By far the most successful of the studio-owned specialty film divisions, Fox Searchlight had never before won the top Oscar, although it had best picture finalists three of the last four years with a varied slate of original, audience-pleasing works: 2007’s “Juno,” 2006’s “Little Miss Sunshine” and 2004’s “Sideways.”
While the best picture prize will make a nice ornament for Fox Searchlight’s lobby, the trophy also serves as a validation of the company’s patient, disciplined approach to making and distributing movies from outside the studio system -- even as the company’s peers are folding their tents.
Some of these companies were done in by profligate spending and steep overhead, which Fox Searchlight has consistently avoided. The company refuses to pay its actors more than $500,000 -- often a tiny fraction of their standard, multimillion-dollar salaries -- and carries a staff of about 75.
“I believe that size, in some ways, is the enemy of creativity,” said Peter Chernin, News Corp.’s president and chief operating officer, who launched the Fox Searchlight division more than 15 years ago. “The less money you risk, the more risks you can take. It gives you a chance to take more shots.”
Fox Searchlight was formed in 1994, and its early returns were unremarkable. But in the company’s third year, the division released the hit British comedy “The Full Monty” (written by “Slumdog Millionaire’s” Oscar-winning screenwriter Simon Beaufoy). Peter Rice, a Fox production executive, took over Fox Searchlight in early 2000, and the company and its core team -- marketing head Nancy Utley and distribution chief Steve Gilula -- flourished.

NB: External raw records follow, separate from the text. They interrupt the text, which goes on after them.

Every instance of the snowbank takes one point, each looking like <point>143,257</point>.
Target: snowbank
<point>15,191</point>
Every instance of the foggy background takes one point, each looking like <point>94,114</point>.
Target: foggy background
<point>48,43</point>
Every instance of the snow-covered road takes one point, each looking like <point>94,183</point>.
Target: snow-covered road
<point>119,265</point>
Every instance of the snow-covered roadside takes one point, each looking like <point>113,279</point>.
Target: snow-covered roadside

“They were there when I needed them, and they left me alone when I was doing fine,” said Alexander Payne, director and co-writer of the wine-tasting comedy “Sideways.”

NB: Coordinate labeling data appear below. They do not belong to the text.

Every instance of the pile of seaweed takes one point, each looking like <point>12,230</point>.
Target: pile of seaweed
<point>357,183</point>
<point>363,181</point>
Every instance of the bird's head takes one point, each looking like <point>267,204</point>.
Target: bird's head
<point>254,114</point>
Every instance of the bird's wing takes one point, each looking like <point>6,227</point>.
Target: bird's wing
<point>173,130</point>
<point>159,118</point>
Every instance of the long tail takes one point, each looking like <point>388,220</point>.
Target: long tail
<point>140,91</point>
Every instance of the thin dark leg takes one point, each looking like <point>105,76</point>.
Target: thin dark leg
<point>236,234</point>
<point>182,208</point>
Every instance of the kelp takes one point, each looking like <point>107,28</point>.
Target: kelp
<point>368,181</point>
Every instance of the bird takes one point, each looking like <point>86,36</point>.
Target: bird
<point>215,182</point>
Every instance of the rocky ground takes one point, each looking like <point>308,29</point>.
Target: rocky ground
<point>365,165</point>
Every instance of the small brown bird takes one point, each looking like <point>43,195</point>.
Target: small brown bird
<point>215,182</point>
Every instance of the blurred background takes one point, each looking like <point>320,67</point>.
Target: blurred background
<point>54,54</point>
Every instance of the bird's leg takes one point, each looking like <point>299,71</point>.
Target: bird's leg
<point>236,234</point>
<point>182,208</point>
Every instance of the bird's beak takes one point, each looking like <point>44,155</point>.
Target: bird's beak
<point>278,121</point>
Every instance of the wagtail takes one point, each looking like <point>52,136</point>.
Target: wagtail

Unlike bigger movie studios, which produce almost all of their movies, Fox Searchlight and other so-called independent distributors often buy completed movies at film festivals. Fox Searchlight has enjoyed an incredible run with its festival acquisitions, buying the teen comedy “Napoleon Dynamite” for $3 million (it grossed $44.5 million) and the beauty pageant comedy “Little Miss Sunshine” for $10.5 million (it grossed nearly $60 million).
When the British producers of “Slumdog Millionaire” first shopped the movie to American distributors nearly two years ago, Fox Searchlight refused to pay the $5 million asking price.

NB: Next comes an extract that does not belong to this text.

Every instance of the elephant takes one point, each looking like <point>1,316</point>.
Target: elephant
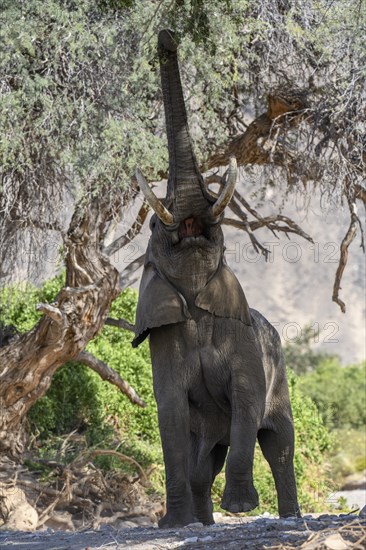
<point>218,371</point>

When the film came Fox Searchlight’s way once again, Rice bought distribution rights from Warner Bros. for $2.5 million.
Filmmakers (and the company’s competitors) say Fox Searchlight’s real gift is marketing and publicity, creating a system where the movie -- rather than flashy, pricey advertisements -- is allowed to sell itself. One common tactic: dozens of free screenings around the country, weeks before a film hits theaters.
“We were in a different city every night,” said Valerie Faris, who co-directed “Little Miss Sunshine” with husband Jonathan Dayton. “It was all about building up anticipation.”
Fox Searchlight’s handling of “Slumdog Millionaire” has been especially skillful. Though the film features scenes of a brutal police interrogation, abject poverty and child abuse, Fox Searchlight has positioned it as a feel-good romance.
“At first, you hear that it’s in Hindi and that it’s violent,” said Bob Berney, the former head of Picturehouse. “And then you start hearing from moviegoers, ‘It’s changed my life.’ That’s better than any advertisement.”
At a time when a lot of dramas -- not to mention movies with subtitles -- have struggled at the box office, “Slumdog Millionaire” has grossed $98 million in domestic theaters, and with the Oscar wins could soon pass “Juno” (total gross: $143.5 million) as Fox Searchlight’s highest-grossing film.
“Fox Searchlight has established its supremacy by identifying the soul of their films,” said Jason Reitman, the director of “Juno” and “Thank You for Smoking,” another Fox Searchlight hit. “No other studio has been able to match their ability to find the accessibility point of such tricky subjects as middle-aged wine tasters, beauty pageants, teenage pregnancy and now the slums of India.”
Times staff writer Chris Lee contributed to this article.